There are a few emphasises in Byzantine theology that make it unique to Christianity, but the thing that truly sets it apart is the theology of theosis ("THAY-o-sis"). It's a theology that is all about becoming in action or, as one of the Church Fathers says: "God became man so man could become God". It's all based off of a NT passage that talks about putting on the "nature" of God. My dad asked "what's nature mean? We don't become God, do we?".
So we employed some Google and looked up an interlinear NT, which shows the Greek words put next to the actual English words that we read. The word came out as "phusis", which, when we did a little more searching, is more like "physis", and it doesn't take all that much to make the conclusion that they're meaning "physical" in English. God wants us to take on His body?

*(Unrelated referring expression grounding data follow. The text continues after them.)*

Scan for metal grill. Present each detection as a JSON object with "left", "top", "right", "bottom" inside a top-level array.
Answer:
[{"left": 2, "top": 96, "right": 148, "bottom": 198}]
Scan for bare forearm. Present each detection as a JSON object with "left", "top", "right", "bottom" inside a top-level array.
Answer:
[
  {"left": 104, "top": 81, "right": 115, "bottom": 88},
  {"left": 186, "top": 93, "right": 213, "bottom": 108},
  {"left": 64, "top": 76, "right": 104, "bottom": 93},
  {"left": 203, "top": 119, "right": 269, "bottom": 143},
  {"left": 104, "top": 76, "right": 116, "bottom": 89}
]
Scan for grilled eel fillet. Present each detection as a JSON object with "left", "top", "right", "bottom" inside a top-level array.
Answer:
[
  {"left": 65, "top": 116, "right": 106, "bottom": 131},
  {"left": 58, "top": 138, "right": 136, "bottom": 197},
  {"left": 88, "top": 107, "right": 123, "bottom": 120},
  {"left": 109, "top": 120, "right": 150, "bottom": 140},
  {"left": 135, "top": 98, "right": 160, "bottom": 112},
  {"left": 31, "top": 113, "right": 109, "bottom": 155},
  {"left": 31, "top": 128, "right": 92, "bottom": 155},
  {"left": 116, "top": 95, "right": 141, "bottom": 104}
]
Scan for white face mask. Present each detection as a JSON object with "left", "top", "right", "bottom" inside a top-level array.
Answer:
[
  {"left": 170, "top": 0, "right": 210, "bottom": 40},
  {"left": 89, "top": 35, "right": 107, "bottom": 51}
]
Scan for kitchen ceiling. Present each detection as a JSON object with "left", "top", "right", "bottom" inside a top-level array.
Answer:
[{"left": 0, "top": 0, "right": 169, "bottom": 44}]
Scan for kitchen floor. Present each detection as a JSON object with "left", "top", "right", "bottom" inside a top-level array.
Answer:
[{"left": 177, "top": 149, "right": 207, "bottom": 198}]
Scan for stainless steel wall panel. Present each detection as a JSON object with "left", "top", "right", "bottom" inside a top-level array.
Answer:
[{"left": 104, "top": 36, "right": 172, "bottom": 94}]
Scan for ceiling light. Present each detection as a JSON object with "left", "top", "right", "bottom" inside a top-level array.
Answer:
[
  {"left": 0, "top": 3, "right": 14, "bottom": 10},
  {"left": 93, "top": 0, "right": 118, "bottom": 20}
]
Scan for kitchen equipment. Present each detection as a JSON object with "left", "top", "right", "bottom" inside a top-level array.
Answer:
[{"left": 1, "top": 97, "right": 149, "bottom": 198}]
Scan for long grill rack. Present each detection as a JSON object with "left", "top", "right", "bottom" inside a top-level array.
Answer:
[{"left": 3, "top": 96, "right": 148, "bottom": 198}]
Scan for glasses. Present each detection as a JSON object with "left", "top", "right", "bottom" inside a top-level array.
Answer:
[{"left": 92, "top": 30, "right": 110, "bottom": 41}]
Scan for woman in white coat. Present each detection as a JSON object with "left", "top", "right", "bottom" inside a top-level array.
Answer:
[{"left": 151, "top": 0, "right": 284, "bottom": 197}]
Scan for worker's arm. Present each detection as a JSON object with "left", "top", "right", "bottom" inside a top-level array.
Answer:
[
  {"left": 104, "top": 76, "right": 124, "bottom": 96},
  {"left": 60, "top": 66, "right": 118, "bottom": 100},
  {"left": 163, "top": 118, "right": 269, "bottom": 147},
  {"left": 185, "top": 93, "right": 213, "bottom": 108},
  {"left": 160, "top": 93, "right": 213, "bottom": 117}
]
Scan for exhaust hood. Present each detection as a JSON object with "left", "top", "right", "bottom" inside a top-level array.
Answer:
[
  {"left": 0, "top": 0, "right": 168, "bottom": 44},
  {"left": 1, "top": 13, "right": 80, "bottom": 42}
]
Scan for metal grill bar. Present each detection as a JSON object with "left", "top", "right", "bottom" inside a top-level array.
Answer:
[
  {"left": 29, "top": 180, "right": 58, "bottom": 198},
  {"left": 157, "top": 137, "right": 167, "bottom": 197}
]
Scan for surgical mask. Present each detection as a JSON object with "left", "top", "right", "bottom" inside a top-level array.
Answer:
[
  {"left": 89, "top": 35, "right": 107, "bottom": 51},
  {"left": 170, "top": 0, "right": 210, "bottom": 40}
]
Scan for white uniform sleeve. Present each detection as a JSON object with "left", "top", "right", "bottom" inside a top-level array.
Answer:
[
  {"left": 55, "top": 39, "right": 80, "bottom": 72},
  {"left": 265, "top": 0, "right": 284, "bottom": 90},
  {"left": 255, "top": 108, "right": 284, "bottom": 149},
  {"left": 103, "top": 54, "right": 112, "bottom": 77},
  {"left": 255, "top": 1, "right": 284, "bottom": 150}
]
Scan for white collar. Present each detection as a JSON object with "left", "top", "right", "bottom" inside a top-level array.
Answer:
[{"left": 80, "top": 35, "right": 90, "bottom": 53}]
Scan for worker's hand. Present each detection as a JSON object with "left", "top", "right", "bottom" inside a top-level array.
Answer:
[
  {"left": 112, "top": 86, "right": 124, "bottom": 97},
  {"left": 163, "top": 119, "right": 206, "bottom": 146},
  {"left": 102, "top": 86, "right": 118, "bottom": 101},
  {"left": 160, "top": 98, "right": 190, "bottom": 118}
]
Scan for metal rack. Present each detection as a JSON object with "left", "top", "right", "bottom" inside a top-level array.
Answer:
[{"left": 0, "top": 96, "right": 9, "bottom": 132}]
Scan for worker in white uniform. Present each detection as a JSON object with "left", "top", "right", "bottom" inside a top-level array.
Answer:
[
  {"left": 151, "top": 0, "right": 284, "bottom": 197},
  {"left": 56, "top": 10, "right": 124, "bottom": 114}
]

That didn't make much sense either. We looked a bit more, and finally got more. Turns out that physis means some sort of action, habits, the sum total of a person's thoughts, habits, actions, pretty much everything a person does. The passage is saying that we must act exactly as God does. Nowhere does it state that we actually become God. Essentially what God is asking for is a whole universe of creatures who are not Him in any way, shape, or form, but who freely choose to act like how He does all the time, creating a grand universe that can relate to God without being Him.
In the end, all that God wants is for us all to share in what He has. That's a pretty simple request, and one that needs to be talked about in greater detail more often.